After China’s newest transfer with its Digital Yuan, a number of crypto business executives have cautioned that the US banks’ push to ban all curiosity funds on stablecoins might give a significant benefit to their international rivals.
US Dangers Giving China A Main International Benefit
On Tuesday, Coinbase’s Chief Coverage Officer (CPO), Faryar Shirzad, warned the US Congress that banning curiosity funds on the digital belongings might danger diminishing the legislative efforts and victories obtained this yr with the Guiding and Establishing Nationwide Innovation for US Stablecoins (GENIUS) Act.
In an X publish, Shirzad affirmed that “tokenization is the longer term and the GENIUS Act was a visionary transfer by POTUS and Congress to make sure US greenback stablecoins issued underneath US guidelines can be the first settlement instrument of the longer term.”
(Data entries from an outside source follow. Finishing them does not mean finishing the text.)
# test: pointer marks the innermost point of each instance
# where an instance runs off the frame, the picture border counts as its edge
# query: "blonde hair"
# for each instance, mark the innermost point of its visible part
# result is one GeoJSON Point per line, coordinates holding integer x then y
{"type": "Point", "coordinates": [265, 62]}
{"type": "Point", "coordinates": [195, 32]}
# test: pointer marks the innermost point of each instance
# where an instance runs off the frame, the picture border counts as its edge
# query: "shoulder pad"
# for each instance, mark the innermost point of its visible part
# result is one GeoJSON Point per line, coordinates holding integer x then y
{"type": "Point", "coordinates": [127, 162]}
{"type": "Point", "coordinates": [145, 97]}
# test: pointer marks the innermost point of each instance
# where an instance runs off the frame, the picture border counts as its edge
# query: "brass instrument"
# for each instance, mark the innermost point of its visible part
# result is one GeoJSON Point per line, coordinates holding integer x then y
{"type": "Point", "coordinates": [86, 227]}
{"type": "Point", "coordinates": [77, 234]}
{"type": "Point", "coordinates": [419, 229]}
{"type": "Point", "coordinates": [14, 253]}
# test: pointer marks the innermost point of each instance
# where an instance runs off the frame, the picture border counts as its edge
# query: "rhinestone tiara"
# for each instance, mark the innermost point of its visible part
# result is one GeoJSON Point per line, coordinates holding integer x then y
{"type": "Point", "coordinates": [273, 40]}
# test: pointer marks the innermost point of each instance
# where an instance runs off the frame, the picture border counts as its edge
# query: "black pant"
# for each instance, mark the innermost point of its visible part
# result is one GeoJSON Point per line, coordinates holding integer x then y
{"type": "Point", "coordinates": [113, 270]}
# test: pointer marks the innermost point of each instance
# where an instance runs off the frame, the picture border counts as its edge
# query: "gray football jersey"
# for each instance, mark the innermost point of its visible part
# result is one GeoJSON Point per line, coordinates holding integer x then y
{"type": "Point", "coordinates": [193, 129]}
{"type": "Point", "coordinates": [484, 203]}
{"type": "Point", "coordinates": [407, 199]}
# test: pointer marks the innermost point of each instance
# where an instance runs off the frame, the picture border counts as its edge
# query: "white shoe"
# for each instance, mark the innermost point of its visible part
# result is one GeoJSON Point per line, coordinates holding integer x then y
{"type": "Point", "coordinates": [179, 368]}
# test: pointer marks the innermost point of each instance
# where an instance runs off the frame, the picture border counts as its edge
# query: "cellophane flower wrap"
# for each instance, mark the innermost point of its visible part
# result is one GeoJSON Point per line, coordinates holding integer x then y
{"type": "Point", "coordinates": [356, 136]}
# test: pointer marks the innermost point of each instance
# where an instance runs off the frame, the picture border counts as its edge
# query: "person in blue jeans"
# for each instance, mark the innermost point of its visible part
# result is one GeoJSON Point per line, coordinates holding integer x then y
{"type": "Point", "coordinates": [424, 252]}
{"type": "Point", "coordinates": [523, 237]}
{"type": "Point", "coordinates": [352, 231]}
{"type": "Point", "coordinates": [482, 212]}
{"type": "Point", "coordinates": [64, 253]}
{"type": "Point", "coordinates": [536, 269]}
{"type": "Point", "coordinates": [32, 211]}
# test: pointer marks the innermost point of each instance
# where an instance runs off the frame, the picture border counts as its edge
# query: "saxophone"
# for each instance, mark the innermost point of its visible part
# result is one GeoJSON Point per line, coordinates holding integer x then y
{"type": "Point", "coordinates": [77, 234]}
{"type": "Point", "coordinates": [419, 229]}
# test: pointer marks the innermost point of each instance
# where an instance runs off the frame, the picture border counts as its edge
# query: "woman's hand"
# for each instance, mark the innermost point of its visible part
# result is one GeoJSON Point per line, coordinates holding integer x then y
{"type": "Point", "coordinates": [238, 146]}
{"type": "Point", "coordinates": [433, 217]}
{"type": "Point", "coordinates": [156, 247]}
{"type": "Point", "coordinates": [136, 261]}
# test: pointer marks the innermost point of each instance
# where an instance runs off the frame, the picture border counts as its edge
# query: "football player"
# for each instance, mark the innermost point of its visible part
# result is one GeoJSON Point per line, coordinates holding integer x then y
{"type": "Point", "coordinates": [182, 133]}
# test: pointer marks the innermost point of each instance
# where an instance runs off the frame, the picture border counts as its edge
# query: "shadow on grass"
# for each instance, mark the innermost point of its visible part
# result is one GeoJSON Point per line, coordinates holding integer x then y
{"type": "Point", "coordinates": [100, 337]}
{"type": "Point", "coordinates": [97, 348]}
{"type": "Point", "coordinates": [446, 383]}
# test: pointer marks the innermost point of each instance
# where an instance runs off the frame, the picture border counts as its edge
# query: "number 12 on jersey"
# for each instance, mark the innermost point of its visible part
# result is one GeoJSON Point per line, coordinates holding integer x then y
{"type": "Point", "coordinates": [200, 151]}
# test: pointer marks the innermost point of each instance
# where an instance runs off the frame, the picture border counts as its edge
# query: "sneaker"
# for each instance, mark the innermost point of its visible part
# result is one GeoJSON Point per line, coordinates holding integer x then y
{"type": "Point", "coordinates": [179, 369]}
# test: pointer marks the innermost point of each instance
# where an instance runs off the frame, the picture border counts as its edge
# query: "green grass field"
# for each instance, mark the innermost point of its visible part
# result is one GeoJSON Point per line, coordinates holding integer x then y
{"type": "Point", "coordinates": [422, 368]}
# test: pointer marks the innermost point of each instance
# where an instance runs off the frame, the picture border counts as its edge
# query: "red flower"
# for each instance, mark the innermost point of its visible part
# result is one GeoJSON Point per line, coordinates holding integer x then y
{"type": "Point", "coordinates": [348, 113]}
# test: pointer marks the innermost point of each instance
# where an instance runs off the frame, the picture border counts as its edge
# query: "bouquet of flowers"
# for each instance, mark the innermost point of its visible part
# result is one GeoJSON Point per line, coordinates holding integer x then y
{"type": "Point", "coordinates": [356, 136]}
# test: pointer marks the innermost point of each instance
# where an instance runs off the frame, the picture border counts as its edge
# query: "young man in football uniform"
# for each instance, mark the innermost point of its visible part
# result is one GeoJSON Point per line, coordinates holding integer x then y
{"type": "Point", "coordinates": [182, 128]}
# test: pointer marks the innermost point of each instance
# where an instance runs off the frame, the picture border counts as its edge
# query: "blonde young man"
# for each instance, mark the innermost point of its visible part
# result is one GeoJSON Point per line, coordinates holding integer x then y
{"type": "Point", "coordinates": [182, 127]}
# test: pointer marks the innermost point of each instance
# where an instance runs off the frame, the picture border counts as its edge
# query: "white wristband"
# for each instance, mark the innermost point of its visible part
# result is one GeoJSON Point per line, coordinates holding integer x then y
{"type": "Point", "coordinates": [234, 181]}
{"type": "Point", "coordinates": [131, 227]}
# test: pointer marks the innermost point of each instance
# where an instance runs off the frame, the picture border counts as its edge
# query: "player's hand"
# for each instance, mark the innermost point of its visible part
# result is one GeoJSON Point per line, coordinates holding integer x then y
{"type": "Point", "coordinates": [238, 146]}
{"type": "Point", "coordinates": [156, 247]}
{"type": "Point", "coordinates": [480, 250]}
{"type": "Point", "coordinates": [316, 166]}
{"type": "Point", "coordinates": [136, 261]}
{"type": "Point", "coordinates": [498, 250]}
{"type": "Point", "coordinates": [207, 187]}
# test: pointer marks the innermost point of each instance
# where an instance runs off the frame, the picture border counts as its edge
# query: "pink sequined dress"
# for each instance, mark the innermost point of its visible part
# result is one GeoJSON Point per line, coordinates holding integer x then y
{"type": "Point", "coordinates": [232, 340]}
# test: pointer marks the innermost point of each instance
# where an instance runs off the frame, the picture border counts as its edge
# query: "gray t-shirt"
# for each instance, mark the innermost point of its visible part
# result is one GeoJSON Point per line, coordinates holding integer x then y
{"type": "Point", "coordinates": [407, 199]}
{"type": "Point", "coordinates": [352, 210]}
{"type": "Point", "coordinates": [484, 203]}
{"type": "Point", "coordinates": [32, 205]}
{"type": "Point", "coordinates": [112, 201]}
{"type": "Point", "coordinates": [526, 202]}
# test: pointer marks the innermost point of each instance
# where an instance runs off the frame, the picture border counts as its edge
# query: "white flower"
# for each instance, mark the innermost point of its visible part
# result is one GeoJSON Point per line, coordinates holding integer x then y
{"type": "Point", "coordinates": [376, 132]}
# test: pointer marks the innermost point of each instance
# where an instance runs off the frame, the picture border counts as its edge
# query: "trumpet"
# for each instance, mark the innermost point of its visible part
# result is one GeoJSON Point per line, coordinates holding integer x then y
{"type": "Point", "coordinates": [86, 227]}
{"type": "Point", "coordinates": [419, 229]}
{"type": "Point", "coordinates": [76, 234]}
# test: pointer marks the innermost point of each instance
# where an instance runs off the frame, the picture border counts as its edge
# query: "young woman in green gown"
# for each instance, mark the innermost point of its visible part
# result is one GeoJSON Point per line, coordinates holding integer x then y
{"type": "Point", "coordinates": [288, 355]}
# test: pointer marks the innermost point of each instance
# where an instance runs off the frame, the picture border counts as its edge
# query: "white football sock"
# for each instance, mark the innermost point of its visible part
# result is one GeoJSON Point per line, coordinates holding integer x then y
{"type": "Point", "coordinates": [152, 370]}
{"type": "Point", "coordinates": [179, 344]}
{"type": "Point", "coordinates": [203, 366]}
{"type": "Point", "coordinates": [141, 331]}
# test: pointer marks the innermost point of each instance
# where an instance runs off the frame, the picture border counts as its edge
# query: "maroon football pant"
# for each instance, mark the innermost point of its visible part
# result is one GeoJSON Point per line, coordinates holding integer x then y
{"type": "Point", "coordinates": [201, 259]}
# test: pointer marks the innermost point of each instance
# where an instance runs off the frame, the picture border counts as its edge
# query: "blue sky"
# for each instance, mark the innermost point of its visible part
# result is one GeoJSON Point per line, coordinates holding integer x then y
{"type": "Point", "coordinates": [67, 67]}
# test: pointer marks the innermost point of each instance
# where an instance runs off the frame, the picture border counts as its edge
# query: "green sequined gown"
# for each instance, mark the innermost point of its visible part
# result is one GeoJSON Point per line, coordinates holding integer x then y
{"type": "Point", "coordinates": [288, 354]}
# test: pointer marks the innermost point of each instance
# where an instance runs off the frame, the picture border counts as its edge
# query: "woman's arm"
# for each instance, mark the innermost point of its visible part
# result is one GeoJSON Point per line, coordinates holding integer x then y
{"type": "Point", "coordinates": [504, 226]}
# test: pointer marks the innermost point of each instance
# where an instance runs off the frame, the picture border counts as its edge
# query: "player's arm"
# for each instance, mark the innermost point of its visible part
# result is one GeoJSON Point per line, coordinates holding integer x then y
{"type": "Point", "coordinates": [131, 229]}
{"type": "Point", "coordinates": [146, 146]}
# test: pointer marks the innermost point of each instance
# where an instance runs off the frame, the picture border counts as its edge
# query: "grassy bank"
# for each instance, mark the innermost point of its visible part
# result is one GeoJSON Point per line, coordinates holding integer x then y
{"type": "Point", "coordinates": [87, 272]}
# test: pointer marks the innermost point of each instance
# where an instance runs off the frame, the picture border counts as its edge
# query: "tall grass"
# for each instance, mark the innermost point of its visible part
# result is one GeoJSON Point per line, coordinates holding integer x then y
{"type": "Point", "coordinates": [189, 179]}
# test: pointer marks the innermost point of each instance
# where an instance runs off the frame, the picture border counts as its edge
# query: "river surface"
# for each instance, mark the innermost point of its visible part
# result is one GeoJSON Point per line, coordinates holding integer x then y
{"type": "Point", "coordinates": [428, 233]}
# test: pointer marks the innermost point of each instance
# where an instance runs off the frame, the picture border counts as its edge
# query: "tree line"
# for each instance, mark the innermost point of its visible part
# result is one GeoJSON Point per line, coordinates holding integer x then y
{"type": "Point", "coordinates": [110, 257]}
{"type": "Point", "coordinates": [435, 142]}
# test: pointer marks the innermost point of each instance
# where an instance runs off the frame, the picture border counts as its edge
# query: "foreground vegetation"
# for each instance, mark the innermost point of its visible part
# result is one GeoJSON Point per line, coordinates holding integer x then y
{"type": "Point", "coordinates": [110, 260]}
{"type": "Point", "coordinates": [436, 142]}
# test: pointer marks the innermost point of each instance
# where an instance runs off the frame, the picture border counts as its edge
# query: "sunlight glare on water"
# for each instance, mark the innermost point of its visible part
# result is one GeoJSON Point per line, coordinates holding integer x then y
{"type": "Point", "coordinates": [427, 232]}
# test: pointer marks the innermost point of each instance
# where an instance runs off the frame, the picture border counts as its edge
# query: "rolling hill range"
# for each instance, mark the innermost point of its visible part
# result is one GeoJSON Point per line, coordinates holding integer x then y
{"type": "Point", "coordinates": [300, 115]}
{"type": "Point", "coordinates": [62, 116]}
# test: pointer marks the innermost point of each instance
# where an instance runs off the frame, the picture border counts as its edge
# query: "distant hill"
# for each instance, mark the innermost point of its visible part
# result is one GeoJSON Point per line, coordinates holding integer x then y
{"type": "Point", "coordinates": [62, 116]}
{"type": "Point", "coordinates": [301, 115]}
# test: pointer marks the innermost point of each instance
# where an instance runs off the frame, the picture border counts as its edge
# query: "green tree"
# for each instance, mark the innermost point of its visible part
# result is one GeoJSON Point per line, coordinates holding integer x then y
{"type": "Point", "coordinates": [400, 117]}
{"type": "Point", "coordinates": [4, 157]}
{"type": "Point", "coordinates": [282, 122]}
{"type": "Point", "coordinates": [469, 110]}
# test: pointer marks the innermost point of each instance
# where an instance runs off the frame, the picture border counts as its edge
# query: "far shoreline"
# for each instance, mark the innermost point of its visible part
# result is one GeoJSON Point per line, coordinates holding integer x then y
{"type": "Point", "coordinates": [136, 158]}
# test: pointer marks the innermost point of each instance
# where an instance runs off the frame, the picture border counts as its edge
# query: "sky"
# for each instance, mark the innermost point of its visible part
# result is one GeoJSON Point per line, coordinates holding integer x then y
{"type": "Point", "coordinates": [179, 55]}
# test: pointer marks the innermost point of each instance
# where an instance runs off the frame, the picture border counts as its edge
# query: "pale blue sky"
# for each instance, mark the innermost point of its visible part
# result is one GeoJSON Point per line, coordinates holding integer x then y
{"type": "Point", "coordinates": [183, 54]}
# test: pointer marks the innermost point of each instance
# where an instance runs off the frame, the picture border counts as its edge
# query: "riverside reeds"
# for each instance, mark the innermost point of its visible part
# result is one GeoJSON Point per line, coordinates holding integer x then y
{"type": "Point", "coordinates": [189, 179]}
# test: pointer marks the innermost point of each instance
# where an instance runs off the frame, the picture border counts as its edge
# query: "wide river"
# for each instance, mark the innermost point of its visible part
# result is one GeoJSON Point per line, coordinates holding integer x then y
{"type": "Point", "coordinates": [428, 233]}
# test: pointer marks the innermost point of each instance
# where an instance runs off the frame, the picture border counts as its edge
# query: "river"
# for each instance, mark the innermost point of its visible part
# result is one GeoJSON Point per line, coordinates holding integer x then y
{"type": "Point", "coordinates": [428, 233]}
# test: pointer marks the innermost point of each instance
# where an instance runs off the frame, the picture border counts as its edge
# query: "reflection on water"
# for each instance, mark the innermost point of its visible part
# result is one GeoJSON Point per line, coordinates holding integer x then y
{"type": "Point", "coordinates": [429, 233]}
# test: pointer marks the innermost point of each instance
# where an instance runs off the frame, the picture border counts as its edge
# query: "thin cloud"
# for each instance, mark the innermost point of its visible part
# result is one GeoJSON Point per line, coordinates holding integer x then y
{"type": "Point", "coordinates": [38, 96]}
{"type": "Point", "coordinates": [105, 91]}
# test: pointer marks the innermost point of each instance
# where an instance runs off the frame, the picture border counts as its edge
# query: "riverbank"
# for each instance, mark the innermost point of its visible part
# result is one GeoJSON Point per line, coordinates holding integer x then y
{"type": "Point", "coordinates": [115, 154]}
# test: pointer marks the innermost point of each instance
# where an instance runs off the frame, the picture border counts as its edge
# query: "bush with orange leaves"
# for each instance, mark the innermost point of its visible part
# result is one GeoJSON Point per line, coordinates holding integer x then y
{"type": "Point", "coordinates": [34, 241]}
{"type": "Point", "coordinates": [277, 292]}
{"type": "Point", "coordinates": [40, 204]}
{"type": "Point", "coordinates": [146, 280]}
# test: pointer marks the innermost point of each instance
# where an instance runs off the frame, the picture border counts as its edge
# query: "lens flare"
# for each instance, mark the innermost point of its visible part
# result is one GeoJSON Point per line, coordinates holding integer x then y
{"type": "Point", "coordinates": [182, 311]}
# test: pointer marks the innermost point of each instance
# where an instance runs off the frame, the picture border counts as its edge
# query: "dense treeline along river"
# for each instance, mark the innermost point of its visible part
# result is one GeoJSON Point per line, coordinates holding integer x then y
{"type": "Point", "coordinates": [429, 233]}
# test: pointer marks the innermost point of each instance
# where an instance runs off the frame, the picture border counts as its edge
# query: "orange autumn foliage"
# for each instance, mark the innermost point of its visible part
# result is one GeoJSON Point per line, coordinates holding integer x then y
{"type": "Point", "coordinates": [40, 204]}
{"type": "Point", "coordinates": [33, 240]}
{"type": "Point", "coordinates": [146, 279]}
Nevertheless, Shirzad famous that the “sobering and well timed” announcement by the Folks’s Financial institution of China of its plan to pay curiosity on the Digital Yuan might pose a much bigger drawback to the US than traders suppose.
As reported by Bitcoinist, China is about to begin paying curiosity on its Digital Yuan (e-CNY). Deputy Governor on the Folks’s Financial institution of China, Lu Lei, not too long ago shared a brand new framework that may redefine the foundations of digital foreign money, giving it the identical authorized standing as deposits held at banks.
Underneath the brand new framework, industrial banks that handle Digital Yuan wallets will be capable of pay curiosity to shoppers primarily based on the quantity of e-CNY they maintain, ranging from January 1, 2026.
Based mostly on this, Shirzad cautioned that “If this concern is mishandled in Senate negotiations available on the market construction invoice, it might hand our international rivals a giant help in giving non-US stablecoins and CBDCs a essential aggressive benefit on the worst doable time.”
Stablecoin Rewards: A ‘Matter Of Nationwide Safety’
Coinbase’s CPO added that though “lobbyists for entrenched incumbents will all the time struggle change,” it is essential for Congress to “defend the primacy of the US greenback and the US monetary system, “not simply incumbent pursuits.”
Equally, different crypto executives agreed with Shirzad’s assertion, together with Coinbase’s Chief Govt Officer (CEO) Brian Armstrong and Variant’s Chief Authorized Officer (CLO) Jake Chervinsky.
Armstrong emphasized that US “stablecoins should stay aggressive on a worldwide stage. In the meantime, Chervinsky asserted that banks’ push to ban stablecoin rewards “is not only a matter of incumbents in search of a regulatory moat. It is a matter of nationwide safety.”
To the lawyer revisiting the problem of curiosity funds on USD-pegged tokens would weaken the victory that the GENIUS Act gave to US greenback dominance worldwide and “hand that win to China.”
Notably, the banking sector has criticized the US’s landmark stablecoin laws over the previous few months, arguing that it has loopholes that might pose dangers to the monetary system.
The crypto framework, which was signed into legislation by President Trump in July, prohibits curiosity funds on the holding or use of payment-purpose stablecoins. Nonetheless, the prohibition solely addresses issuers, which means that it may very well be “simply circumvented” by exchanges or associates offering rewards.
Earlier this yr, a number of banking associations throughout the US despatched a joint letter to the Senate Banking Committee urging Congress to amend the legislation. The banking teams claimed that curiosity funds would distort market dynamics and will have an effect on credit score creation. Due to this fact, they steered extending the prohibition to incorporate digital asset exchanges, brokers, sellers, and associated entities.
Shirzad, alongside a number of crypto business gamers, has rejected these issues over the previous a number of months, stating that the banking sector’s proposals might threaten to create an uncompetitive surroundings for USD-denominated tokens.
In October, Coinbase’s CPO slammed the monetary establishment’s narrative that stablecoins would destroy financial institution lending, concluding that it “ignores actuality” and misreads the essential second.